Nueve muertes en pocos días. Ese es el titular ahora.

El Reino Unido se está horneando. Hace calor. Realmente caliente. Entonces todos corrieron hacia los ríos. Lagos. Playas. Cualquiera que intente combatir el calor se dará cuenta de que a la naturaleza no le importa su comodidad. No importa si tienen dieciocho o sesenta y dos años. Sólo espera.

La policía de Cheshire sacó el cuerpo de un niño de Pick Mere el miércoles. Tenía diecisiete años. Miró al cielo por última vez antes de que el agua se lo llevara. No es una tragedia aislada. No esta semana. También han muerto una niña y otros cinco niños. Esparcidos por Yorkshire. Warwickshire. Hampshire. Lincolnshire. Lancashire. Un mapa del duelo dibujado con puntos rojos.

En Cornualles, un hombre de unos sesenta años cayó. Él no era el que estaba en problemas. Fue a ayudar a sus familiares en Tregirls Beach. Su corazón se detuvo. No pudo vencer la corriente. O el susto. En Gales, una mujer de setenta y dos años desapareció entre las olas en West Angle Bay. Ella nunca regresó.

Siempre sucede así. Cuando sale el sol en mayo, el número de muertos aumenta. El aire sube. El agua permanece congelada.

“El agua no ha tenido tiempo de calentarse. Ése es un problema conocido. Lo vemos todos los años”.

La Dra. Heather Massey conoce la fisiología. Ella lo ve como una trampa. Quédate ahí. Tu piel absorbe la radiación. Te calientas. Aturdido. Quieres alivio. Entonces entras al lago. Pero el agua es esencialmente agua de invierno. Todavía aferrándome al frío del mes pasado. El contraste no sólo es desagradable. Es un caos fisiológico.

El choque de agua fría llega instantáneamente. Tus pulmones se paralizan. Jadeas. No por aire, sino involuntariamente. Tu corazón golpea contra tus costillas. Si saltas, inhalas antes de salir a la superficie. Bebes el lago.

No te sumerjas. Nunca.

Massey dice que el shock alcanza su punto máximo en treinta segundos. Permanece dos minutos. Si puedes aguantar ese minuto y medio sin entrar en pánico, tu cuerpo se aclimata. Tu respiración se hace más lenta. Sólo entonces podrás nadar. Sumerge tu mano. Entra. Espera. Deja que tu sistema nervioso deje de gritarte.

Los datos del Foro Nacional de Seguridad del Agua respaldan el horror. Las muertes aumentaron en mayo pasado y se mantuvieron altas hasta agosto. La mayoría de las víctimas eran hombres jóvenes. Más de la mitad de ellos no lograron llegar a la costa. Se ahogaron tierra adentro. Los ríos y embalses son asesinos silenciosos. No tienen mareas. No te avisan.

Una investigación realizada en Bournemouth encontró algo sorprendente el año pasado. Las temperaturas superiores a 25 °C triplicaron el riesgo de ahogamiento en comparación con los veranos promedio. ¿Y el alcohol? A menudo estaba presente. Ralentiza el tiempo de reacción. Se mete con el equilibrio. Hace que el shock de frío sea más difícil de sobrevivir.

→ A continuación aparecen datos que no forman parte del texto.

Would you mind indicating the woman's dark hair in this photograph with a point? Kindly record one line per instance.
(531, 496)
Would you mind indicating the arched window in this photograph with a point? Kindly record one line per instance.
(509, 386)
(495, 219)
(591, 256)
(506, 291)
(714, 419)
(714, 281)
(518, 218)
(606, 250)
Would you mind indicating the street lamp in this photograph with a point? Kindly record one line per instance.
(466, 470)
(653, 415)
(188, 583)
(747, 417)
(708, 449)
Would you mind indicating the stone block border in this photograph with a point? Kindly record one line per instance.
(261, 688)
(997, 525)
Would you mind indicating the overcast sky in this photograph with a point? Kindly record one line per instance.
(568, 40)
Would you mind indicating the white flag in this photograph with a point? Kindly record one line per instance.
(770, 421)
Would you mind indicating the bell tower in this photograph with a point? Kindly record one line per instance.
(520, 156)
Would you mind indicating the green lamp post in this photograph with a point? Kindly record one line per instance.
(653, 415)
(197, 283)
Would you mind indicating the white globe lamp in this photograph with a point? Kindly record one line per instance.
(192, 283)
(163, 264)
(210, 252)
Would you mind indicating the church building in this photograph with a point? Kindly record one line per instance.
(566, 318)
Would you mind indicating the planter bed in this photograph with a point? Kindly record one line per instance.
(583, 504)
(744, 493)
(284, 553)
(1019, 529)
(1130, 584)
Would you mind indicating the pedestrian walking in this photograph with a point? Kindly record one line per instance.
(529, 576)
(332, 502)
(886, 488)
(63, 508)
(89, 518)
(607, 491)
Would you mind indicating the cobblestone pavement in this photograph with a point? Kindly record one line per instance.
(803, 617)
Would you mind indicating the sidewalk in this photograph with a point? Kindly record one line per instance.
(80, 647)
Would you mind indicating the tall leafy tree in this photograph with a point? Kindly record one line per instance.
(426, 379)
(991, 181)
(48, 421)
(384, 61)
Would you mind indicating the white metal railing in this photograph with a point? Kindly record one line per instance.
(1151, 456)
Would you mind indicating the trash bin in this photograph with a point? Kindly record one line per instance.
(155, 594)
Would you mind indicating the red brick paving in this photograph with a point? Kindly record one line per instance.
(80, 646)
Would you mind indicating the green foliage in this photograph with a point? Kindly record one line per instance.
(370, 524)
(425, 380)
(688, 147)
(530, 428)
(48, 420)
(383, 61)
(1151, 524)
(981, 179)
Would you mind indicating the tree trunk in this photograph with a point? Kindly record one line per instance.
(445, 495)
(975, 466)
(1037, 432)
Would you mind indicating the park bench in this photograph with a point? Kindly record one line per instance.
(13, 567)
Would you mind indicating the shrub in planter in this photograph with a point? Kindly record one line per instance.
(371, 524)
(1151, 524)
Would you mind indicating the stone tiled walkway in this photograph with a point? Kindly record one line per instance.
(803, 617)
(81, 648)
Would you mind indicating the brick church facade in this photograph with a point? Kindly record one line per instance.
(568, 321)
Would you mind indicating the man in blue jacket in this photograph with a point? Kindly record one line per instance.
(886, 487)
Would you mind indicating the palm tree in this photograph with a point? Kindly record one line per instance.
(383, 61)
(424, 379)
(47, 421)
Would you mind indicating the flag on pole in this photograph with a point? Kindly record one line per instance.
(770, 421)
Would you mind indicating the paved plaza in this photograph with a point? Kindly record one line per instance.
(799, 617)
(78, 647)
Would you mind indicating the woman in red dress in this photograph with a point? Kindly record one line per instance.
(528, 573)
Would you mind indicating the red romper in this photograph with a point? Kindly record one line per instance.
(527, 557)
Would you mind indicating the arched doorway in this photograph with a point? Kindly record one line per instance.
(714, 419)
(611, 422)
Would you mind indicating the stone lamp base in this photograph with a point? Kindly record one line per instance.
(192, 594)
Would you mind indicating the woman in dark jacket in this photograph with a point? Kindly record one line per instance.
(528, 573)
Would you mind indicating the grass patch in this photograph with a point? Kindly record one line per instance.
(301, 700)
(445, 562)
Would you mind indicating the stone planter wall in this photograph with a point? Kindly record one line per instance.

Si te caes, no luches. Ruede sobre su espalda. Inclina la cabeza hacia atrás hasta que tus oídos estén bajo el agua. Mantiene la boca seca. Te ayuda a flotar. Sólo respira. Calma el pánico. Usa tus brazos para mantenerte arriba. Ese es el consejo de “Flotar para vivir”.

¿Ves a alguien más luchando? Teléfono primero. Flotar en segundo lugar. Lanza tercero. Llame para pedir ayuda. Diles que floten. Lánzales una boya. No te lances a menos que seas un profesional. Te convertirás en una segunda víctima.

Gavin Ellis, del Consejo de Jefes de Bomberos, lo expresa claramente. Las familias no deberían perder a nadie por esto. Quiere que los padres hablen con los niños. En realidad habla. No sólo advertir, sino discutir el peligro. Los jóvenes deben cuidarse unos a otros. Las decisiones ocurren rápidamente alrededor del agua. Las consecuencias ocurren más rápido.

¿Vale la pena? Tal vez. El sol sienta bien. El escape se siente necesario.

Sólo debes saber que el río no te conoce.